Märchen, Mythen, Mitmachen

MÄRCHEN Von Waldgeistern, Nandus und Maismädchen: Die 8. Hamburger Märchentage präsentieren eine Woche lang mit rund 70 Lesungen, Erzählungen, Musik und Tanz Märchen und Legenden aus Lateinamerika

Maya-Mythen, Pacha Mama, Krötenmänner und einbeinige brasilianische Waldschrate

VON ROBERT MATTHIES

Die Geschichte ist schnell erzählt: Aus Neugier fällt der Papagei versehentlich in die Schüssel voll heißer Suppe – und ertrinkt. Schnell erfahren alle die schreckliche Nachricht und die Welt versinkt in Trauer: das Mädchen, das des Vogels Freundin war, beginnt zu weinen, reuevoll erlischt das Feuer unter dem Topf, der an die Wand gelehnte Baum verliert alle Blätter, als er sich vor Schmerz krümmt, der Wind verliert eine Bö, der Himmel erbleicht und die Menschen werden stumm. Aber schließlich gewinnen sie ihre Sprache wieder, als der Töpfer von Ceara alles wissen will und die Menschen ihm erzählen, was passiert ist. Und auch die Freude kehrt zurück: die Trauer aller nimmt der Töpfer zusammen und erweckt den toten Papagei mit seinen Händen wieder zum Leben.

Kraftvoll ist nicht nur die Sprache, mit der der urugayische Journalist, Essayist und Schriftsteller Eduardo Galeano – in den 1970ern weltweit bekannt geworden durch seinen dependenztheoretischen Essay „Die offenen Adern Lateinamerikas“ über die fünf Jahrhunderte ökonomischer und politischer Ausbeutung des Kontinents durch Europa und die USA – die Legende aus dem Nordosten Brasiliens erzählt. Nicht minder ausdrucksstark sind auch die bunten Holzskulpturen, mit denen der spanische Künstler Antonio Santos Bilder für die Geschichte über Trauer und Trost findet. Die nicht zuletzt damit auch ein Gleichnis für die Macht der Kunst ist, aus all dem Leid der Welt neues Leben zu schöpfen.

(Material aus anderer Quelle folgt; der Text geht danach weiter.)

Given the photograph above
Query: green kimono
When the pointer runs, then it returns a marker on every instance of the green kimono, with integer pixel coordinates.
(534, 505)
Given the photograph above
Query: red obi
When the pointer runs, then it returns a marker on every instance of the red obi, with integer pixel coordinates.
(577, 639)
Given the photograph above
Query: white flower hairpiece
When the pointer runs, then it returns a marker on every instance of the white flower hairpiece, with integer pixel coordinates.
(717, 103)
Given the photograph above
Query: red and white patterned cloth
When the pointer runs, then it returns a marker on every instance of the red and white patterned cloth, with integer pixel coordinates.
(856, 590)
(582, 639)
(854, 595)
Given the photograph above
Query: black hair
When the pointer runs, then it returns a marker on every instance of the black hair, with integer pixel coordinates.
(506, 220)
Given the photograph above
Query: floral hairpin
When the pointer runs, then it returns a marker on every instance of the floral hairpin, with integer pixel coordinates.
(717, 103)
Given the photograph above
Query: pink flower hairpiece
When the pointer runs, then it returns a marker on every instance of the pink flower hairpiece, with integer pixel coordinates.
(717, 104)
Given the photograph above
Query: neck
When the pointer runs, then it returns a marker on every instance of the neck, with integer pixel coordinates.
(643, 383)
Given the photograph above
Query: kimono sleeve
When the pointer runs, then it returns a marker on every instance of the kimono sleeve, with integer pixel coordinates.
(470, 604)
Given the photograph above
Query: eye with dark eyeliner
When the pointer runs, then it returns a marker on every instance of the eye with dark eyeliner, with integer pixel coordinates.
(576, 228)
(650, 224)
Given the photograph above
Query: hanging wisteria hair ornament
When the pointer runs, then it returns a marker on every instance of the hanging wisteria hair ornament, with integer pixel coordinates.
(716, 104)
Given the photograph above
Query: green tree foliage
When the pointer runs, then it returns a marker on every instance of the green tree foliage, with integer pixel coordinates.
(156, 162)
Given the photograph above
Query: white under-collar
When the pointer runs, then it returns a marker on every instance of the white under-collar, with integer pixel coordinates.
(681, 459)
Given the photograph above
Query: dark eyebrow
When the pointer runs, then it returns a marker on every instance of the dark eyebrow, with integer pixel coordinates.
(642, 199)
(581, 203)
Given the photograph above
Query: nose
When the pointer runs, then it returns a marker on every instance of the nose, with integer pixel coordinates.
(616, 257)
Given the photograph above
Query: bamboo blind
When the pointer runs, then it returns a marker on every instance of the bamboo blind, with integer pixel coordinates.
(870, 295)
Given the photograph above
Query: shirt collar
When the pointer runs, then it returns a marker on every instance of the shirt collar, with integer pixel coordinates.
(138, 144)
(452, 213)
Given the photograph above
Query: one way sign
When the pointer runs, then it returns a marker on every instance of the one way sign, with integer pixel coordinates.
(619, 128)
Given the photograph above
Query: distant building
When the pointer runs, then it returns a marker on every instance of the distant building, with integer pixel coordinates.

Zu erleben ist die eindrucksvolle „Geschichte von der Auferstehung des Papageis“ morgen Vormittag in einem Bilderbuchkino in der Bücherhalle Holstenstraße im Rahmen der Hamburger Märchentage, die die Dr. E. A. Langner-Stiftung bis Ende nächster Woche zum achten Mal veranstaltet. Thema sind dieses Jahr Märchen aus Lateinamerika, insgesamt 70-mal gibt es in Schulen, Bücherhallen, Kulturzentren und Theatern Lesungen, Erzählungen, Szenisches, Musik und Tanz unter anderem mit den Schauspieler_innen Volker Lechtenbrink, Peter Lohmeyer, Barbara Nüsse und Erik Schäffler, dem NDR-Kulturredakteur und -Vorleser Hanjo Kesting und der Kinder- und Jugendbuchautorin Isabel Abedi.

Hören kann man dabei nicht nur von Maya-Mythen, der Pacha Mama, Krötenmännern und einbeinigen brasilianischen Waldschraten, sondern auch ganz bissfest nachvollziehbare Geschichten aus Lateinamerika: Etwa, dass jeder Brühwürfel und jeder Hamburger mal ein Ochse war – und da, wo er weidet, einmal dichter Urwald stand.

Und mitmachen kann man auch ganz tatkräftig. In etlichen Schulen gibt es Projekte wie jene, in dem Schüler_innen zu Legenden aus dem Weisheitsbuch der Mayas Improvisationstheater entwickeln, oder ecuadorianische Märchen in einen Hörraum aus Stimmen und Geräuschen verwandeln. Und auch einen Märchen-Schreibwettbewerb gibt es wieder: Bis Anfang Januar können junge Autor_innen aus fünften und sechsten Klassen noch ihr fünfseitiges Märchen einreichen.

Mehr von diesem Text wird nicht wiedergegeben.